4. Beanie Sigel The B.Coming

The B.Coming is the sound of conscience rap; fuck Common. While all the trap-hoppers were slanging,murdering and womanizing, BeSi was locked in a cell and so his prospective is a little different. Beans is a bad man (he does his dirt) but he isn't happy about it (pain weighs heavy on his heart, it hurt). I'm not sure, but I think this is the bleakest hip hop album of all time. This is Nebraska, this is the Delta blues. Beanie Sigel is out of jail, he just doesn't sound like it.

3. Art Brut Bang Bang Rock & Roll

I think Art Brut annoys everyone at first. Then the drums and guitars get you. Then you're laughing/shouting BRAND NEW GIRLFRIEND. This album is a perfect example of a band finding a formula (loud, clean drums+loud, clean guitars+ridiulously prosaic verses+huge sing/shout-along choruses) and sticking with it. For almost any other rock band this might be too much of the same thing, but Art Brut is one of the few rock bands who are musically vibrant enough to compete with hip-hop these days. In other words: Art Brut! Top of the Pops!


2. Lil' Wayne Tha Carter II

I didn't believe it. Greatest rapper alive? Get out of here. But Weezy F. (the F stands for FEMA) Baby changed my mind and the evidence is right here. On track after track after track, Lil' Wayne spits pure fire. Everyone talks about how Wayne's grown into his cackle and how his voice adds depth to everything he says. I think he sounds silly and I like it. On the J.R. Writer mixtape track "Pick It Up," Weezy raps, "I've got a cocky-ass walk/I bounce and I bop" and he could just as easily be describing his gleeful flow. On Tha Carter II, his voice skips from high to low in a pleasant sing-song way that adds a tension to his frequently nasty rhymes. This is the South's Blueprint: throw any beat at Lil' Wayne and he'll kill it.


1. Kanye West Late Registration

What did you expect? Kanye just has too much more to say and too many more ways to say it.

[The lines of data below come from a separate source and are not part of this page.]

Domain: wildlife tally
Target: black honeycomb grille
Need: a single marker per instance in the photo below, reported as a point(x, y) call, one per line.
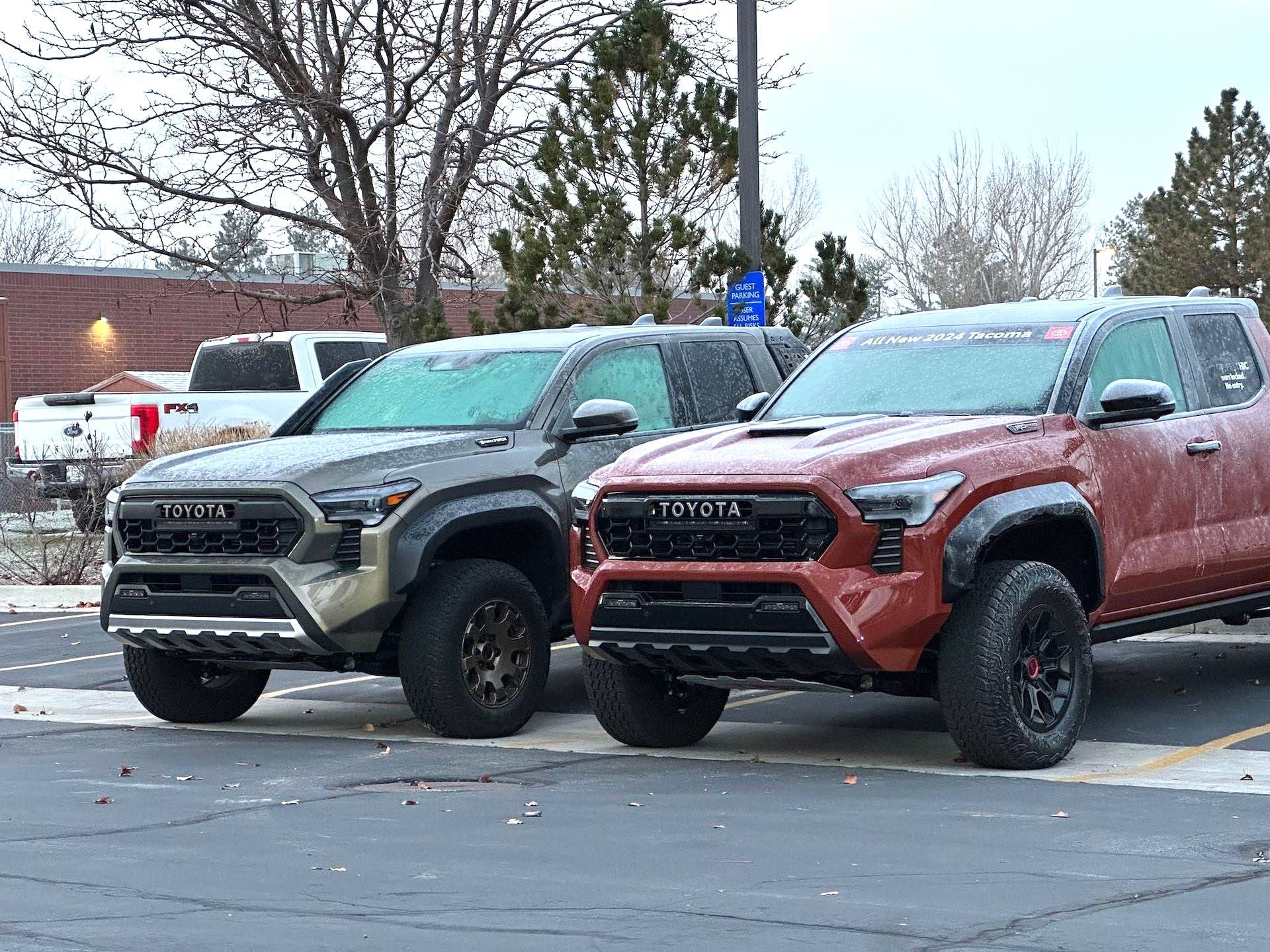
point(770, 528)
point(251, 537)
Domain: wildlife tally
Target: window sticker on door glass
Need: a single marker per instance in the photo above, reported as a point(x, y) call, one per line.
point(1053, 334)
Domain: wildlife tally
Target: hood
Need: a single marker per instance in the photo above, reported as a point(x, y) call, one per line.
point(849, 451)
point(319, 461)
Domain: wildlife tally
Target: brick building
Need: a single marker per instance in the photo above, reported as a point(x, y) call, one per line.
point(66, 328)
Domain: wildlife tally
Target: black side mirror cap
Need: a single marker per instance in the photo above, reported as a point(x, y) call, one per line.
point(601, 418)
point(1132, 399)
point(748, 408)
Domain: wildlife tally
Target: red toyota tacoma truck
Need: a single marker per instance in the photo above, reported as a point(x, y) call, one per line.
point(952, 504)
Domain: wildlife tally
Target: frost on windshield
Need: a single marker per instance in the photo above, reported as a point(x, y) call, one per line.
point(418, 390)
point(931, 371)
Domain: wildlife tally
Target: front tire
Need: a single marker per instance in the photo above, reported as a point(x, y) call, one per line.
point(190, 692)
point(1015, 666)
point(646, 709)
point(476, 651)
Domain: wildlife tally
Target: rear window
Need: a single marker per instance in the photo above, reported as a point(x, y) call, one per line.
point(244, 366)
point(1226, 358)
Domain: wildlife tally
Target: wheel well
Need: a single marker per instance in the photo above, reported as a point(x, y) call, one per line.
point(1064, 543)
point(525, 545)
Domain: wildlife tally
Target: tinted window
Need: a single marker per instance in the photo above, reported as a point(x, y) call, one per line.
point(633, 374)
point(248, 366)
point(1137, 350)
point(429, 390)
point(1226, 358)
point(955, 370)
point(333, 354)
point(720, 377)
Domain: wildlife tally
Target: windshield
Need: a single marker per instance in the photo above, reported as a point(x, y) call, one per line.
point(431, 390)
point(959, 370)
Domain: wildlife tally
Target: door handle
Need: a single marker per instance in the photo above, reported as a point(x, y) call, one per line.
point(1208, 446)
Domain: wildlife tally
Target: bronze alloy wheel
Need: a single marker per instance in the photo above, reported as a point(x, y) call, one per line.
point(495, 653)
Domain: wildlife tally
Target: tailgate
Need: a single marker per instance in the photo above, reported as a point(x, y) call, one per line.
point(74, 427)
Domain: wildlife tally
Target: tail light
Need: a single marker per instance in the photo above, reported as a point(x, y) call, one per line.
point(145, 426)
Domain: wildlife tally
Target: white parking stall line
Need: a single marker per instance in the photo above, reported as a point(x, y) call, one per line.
point(64, 660)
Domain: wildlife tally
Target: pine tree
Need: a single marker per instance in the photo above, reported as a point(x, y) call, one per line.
point(635, 158)
point(837, 295)
point(1209, 227)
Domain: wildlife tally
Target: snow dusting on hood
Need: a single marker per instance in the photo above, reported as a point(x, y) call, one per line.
point(317, 462)
point(849, 451)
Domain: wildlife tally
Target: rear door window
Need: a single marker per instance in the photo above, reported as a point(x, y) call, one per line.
point(1141, 349)
point(719, 376)
point(244, 366)
point(333, 354)
point(633, 374)
point(1226, 361)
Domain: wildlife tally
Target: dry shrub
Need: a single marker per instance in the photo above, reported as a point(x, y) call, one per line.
point(182, 438)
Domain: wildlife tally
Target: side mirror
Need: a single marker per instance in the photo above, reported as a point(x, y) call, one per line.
point(748, 408)
point(601, 418)
point(1133, 400)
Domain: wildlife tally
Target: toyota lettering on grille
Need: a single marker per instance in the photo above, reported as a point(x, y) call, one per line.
point(194, 512)
point(695, 509)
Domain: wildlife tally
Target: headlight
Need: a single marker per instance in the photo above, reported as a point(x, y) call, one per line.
point(583, 495)
point(368, 506)
point(912, 502)
point(112, 507)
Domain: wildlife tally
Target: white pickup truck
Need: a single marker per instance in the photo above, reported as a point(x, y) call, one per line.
point(65, 442)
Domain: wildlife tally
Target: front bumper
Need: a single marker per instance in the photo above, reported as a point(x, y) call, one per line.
point(865, 622)
point(296, 608)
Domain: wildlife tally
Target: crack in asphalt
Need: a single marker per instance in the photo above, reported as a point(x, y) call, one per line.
point(1032, 922)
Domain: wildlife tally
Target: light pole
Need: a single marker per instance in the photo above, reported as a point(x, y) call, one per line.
point(1105, 249)
point(747, 128)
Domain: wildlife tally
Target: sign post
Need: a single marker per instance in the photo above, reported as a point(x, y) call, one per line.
point(747, 302)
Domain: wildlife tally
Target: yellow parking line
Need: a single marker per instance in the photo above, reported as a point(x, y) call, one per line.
point(56, 619)
point(320, 684)
point(1176, 757)
point(777, 696)
point(65, 660)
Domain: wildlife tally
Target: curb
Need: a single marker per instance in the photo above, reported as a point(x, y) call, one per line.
point(48, 596)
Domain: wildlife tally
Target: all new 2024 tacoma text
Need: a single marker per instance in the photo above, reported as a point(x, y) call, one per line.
point(409, 520)
point(952, 504)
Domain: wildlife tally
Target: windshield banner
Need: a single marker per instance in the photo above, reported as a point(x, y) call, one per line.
point(955, 337)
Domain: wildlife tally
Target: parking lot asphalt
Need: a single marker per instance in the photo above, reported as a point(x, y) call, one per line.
point(1146, 838)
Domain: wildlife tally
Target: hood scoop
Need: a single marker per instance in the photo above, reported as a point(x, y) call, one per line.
point(806, 426)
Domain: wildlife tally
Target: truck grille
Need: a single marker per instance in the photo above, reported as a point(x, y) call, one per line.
point(251, 537)
point(763, 527)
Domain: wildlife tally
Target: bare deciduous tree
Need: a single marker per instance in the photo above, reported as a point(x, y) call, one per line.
point(403, 118)
point(967, 230)
point(32, 235)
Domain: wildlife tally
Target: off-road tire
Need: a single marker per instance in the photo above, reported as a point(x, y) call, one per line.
point(429, 653)
point(977, 656)
point(182, 691)
point(89, 513)
point(644, 709)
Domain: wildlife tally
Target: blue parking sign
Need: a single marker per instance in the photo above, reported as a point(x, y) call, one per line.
point(747, 302)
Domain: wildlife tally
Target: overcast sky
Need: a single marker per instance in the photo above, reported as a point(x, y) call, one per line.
point(888, 84)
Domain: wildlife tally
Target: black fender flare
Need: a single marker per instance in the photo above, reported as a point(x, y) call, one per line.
point(417, 547)
point(996, 516)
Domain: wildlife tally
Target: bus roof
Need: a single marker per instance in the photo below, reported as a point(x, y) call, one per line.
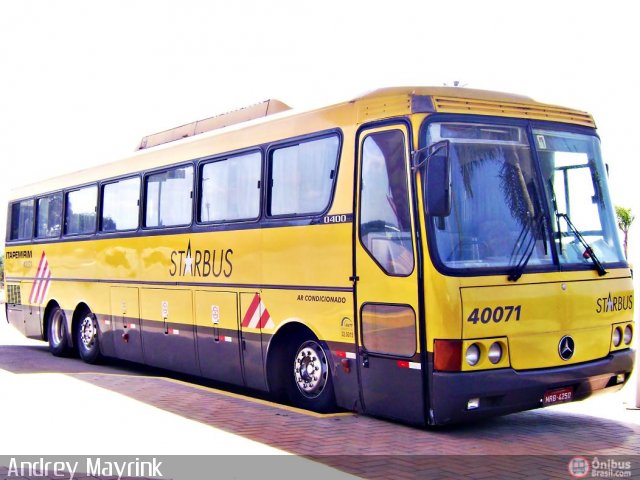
point(254, 122)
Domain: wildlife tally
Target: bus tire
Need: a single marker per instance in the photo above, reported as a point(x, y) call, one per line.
point(87, 338)
point(57, 332)
point(309, 384)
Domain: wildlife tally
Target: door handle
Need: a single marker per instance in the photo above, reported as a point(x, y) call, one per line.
point(365, 360)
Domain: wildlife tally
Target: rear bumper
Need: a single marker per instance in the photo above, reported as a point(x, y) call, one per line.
point(506, 390)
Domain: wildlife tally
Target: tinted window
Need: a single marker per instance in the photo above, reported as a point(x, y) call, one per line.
point(120, 205)
point(21, 220)
point(231, 189)
point(80, 216)
point(49, 216)
point(385, 219)
point(302, 177)
point(169, 198)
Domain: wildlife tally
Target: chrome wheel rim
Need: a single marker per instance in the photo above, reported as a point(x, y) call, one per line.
point(311, 369)
point(57, 328)
point(88, 332)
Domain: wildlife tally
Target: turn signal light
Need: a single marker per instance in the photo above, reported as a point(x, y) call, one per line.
point(447, 355)
point(617, 336)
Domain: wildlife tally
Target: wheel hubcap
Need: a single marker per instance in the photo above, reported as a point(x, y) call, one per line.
point(57, 328)
point(87, 332)
point(310, 369)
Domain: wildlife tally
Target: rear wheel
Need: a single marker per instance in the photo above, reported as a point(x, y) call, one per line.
point(87, 337)
point(309, 383)
point(57, 332)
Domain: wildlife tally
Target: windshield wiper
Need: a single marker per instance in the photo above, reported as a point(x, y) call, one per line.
point(588, 251)
point(526, 248)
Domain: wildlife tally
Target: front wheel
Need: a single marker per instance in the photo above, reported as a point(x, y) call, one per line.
point(310, 384)
point(87, 338)
point(57, 332)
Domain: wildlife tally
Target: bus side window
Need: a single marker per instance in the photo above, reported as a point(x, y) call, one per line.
point(120, 202)
point(231, 189)
point(49, 216)
point(302, 177)
point(168, 199)
point(80, 215)
point(21, 226)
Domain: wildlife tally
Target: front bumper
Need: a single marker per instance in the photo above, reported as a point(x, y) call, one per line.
point(506, 390)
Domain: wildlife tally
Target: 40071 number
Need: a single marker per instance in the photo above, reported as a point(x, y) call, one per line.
point(497, 314)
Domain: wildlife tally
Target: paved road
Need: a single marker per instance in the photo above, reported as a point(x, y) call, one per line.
point(64, 407)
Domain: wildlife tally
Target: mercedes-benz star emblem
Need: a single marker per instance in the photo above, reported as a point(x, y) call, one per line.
point(566, 347)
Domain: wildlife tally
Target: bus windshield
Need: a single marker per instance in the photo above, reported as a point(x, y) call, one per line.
point(504, 218)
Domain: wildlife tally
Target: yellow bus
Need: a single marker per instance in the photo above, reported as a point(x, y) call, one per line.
point(428, 255)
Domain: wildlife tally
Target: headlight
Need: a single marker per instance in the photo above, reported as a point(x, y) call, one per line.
point(473, 354)
point(628, 334)
point(617, 336)
point(495, 353)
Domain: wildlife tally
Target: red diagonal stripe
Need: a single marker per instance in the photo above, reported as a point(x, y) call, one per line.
point(41, 282)
point(45, 287)
point(264, 318)
point(255, 303)
point(35, 288)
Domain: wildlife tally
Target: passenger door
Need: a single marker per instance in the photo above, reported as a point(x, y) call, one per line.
point(389, 360)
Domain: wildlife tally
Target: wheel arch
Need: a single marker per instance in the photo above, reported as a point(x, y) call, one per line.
point(46, 318)
point(287, 332)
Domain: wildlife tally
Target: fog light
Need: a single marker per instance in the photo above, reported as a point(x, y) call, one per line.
point(473, 354)
point(617, 336)
point(473, 403)
point(495, 353)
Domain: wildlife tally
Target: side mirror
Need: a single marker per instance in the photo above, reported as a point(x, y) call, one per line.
point(437, 180)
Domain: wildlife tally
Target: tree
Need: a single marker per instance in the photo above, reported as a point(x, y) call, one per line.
point(625, 219)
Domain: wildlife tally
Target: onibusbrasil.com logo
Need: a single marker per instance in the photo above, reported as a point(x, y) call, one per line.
point(582, 467)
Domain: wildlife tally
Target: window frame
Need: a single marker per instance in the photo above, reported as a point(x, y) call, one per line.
point(8, 238)
point(221, 158)
point(37, 212)
point(290, 142)
point(145, 195)
point(65, 205)
point(374, 129)
point(112, 181)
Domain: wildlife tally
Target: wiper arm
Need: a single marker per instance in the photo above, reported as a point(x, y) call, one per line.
point(526, 248)
point(588, 251)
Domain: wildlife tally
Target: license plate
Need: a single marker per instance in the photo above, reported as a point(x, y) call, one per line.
point(558, 395)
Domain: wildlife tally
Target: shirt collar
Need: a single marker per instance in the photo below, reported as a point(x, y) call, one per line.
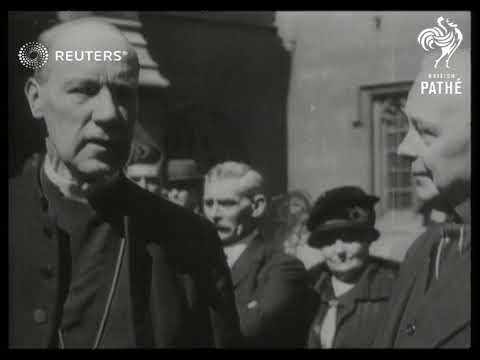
point(234, 251)
point(463, 211)
point(71, 188)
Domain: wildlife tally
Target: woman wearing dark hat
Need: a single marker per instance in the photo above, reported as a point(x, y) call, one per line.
point(351, 287)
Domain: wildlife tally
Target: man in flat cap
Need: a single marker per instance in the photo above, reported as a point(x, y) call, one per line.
point(352, 288)
point(270, 286)
point(146, 163)
point(431, 303)
point(183, 184)
point(95, 261)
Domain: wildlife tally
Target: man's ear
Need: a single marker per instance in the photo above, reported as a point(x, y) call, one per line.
point(259, 205)
point(32, 92)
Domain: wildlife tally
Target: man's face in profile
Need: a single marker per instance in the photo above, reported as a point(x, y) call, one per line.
point(90, 106)
point(438, 145)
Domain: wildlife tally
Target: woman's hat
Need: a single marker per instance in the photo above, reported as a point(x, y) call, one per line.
point(340, 209)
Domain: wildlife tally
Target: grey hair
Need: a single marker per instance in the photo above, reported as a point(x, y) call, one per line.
point(251, 181)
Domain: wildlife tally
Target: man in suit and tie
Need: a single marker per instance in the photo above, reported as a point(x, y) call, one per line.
point(270, 286)
point(431, 301)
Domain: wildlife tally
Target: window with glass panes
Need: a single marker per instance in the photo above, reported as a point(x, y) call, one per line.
point(392, 181)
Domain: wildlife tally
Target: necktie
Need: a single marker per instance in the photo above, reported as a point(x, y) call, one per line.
point(327, 332)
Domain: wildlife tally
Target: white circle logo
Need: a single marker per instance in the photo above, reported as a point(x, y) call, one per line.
point(33, 55)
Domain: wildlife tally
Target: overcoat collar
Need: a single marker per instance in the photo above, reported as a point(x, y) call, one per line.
point(251, 257)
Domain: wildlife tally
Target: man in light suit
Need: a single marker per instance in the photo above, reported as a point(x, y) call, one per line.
point(431, 301)
point(270, 286)
point(95, 261)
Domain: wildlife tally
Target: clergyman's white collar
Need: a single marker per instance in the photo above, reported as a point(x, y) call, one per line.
point(71, 188)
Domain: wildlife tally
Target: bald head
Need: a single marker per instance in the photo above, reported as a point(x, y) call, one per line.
point(80, 35)
point(87, 94)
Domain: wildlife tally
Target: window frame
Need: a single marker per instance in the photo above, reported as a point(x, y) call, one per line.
point(368, 95)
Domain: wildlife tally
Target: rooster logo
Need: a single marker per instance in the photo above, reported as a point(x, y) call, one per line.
point(448, 40)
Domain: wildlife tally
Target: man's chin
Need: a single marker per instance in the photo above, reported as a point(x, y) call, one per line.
point(228, 239)
point(95, 170)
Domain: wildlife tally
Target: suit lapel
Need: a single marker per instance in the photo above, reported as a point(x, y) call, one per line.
point(448, 305)
point(248, 261)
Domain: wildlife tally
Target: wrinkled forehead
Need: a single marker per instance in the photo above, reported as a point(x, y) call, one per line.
point(90, 50)
point(101, 71)
point(144, 170)
point(225, 187)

Plus it all holds together. "Crack Music" sits comfortably next to "Roses." The production is on point through out the album (although the hottest beat comes, ironically, from Just Blaze) and enough with the complaining about Kanye's flow: he stays on beat the entire record and offers up the right details to make his tales come to life. On "Drive Slow," my favorite track, Kanye absolutely kills it with the specifics of his memories, like his boy Mali, who had an Al B. Sure do, walking through the mall with his detachable stereo face in his hand. Late Registration isn't perfect--there's one awful track ("Bring Me Down") and a few more that don't live up to Kanye's absurdly high standards--but who else out there can talk to us about trapping, the buffet at KFC and the healthcare system AND make it sound this good?